11.7.2022

Mathematical optimization algorithms use tricks that often work for real-world problems. We explore a peculiar similarity to the task of matching socks.

*by Tim Varelmann*

Mixed-Integer Optimization problems are so-called ‘combinatorial optimization problems’. In combinatorial optimization problems, we search for an optimal combination of discrete decisions. If you ever ate a Sandwich at Subway, you are familiar with discrete decisions: In a Subway restaurant, you have a choice between six kinds of bread, sometimes more. You can not choose 30% of one bread and 70% of another in your Sub, so the decision which bread you want is a discrete decision.

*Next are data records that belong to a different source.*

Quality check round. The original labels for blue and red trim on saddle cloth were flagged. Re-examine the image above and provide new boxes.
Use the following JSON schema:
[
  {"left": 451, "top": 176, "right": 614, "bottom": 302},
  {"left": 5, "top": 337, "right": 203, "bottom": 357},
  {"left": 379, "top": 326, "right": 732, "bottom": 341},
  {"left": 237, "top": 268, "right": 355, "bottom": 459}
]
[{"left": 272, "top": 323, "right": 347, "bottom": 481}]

In combinatorial optimization problems, enumerating all decisions and testing them is, in general, impossible.

In the Subway example, with six kinds of bread, two sizes, thirteen meats, four cheeses, seven veggies (for each of which you make a yes/no decision), nine sauces, salt and pepper (yes/no again), you’d already have over 1.4 million different Subs at hand. Plus, many Subway restaurants offer even more veggies, sauces etc., and if you kindly ask your server, you might get two sauces... The point is, you can not identify your favorite Sub by testing all possibilities. In a Subway restaurant, the decisions are independent of each other. As you know your preferences for bread, you do not have to test all breads, say, with and without olives. Therefore, you can simply build your Sub step by step.

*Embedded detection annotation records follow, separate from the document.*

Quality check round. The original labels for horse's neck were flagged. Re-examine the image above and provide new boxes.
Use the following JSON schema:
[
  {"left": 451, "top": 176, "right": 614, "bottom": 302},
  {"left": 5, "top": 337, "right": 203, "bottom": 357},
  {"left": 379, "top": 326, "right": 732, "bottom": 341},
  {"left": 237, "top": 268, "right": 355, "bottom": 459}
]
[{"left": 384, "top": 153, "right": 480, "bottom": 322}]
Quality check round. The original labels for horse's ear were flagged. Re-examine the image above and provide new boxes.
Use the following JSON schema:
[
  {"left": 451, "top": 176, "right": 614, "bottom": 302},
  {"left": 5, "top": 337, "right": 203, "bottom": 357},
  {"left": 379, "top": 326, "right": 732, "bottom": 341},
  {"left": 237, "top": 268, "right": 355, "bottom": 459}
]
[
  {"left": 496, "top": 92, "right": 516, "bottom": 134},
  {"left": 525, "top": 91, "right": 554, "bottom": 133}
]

In mathematical optimization, we model decisions including technical, economical and logistical aspects, which depend on each other tightly. Thus, we can not make high-quality decisions by isolating single decisions. Instead of enumerating and testing every single option, we use algorithms that exclude many suboptimal decisions quickly to be able to optimize over a much smaller search space. However, in the worst case, such algorithms fail to rule out suboptimal decisions and still require excessive run time. The practical situation is way better than the worst case. Bob Bixby, the first developer of CPLEX and one of the founders of Gurobi, once put it aptly: “mixed-integer optimization is a bag of tricks”. Although it is impossible to prove that such tricks prevent the worst case, many of these tricks are practically useful to find optimal solutions faster than the wost-case scenario.

In this post, I want to present some tricks that are implemented in mathematical optimization solvers in an accessible manner by pointing out similarities to a task from daily life: matching socks after washing them. This can be quite an annoying task. When the socks are clean, you want to match every single sock into suitable pairs of socks. You want all socks to be part of a matching pair, so you maximize the number of matching pairs. This means you have an optimization problem. And unless your name is “Pippi Longstocking”, or “Dobby the house-elf”, you will have to match your socks carefully.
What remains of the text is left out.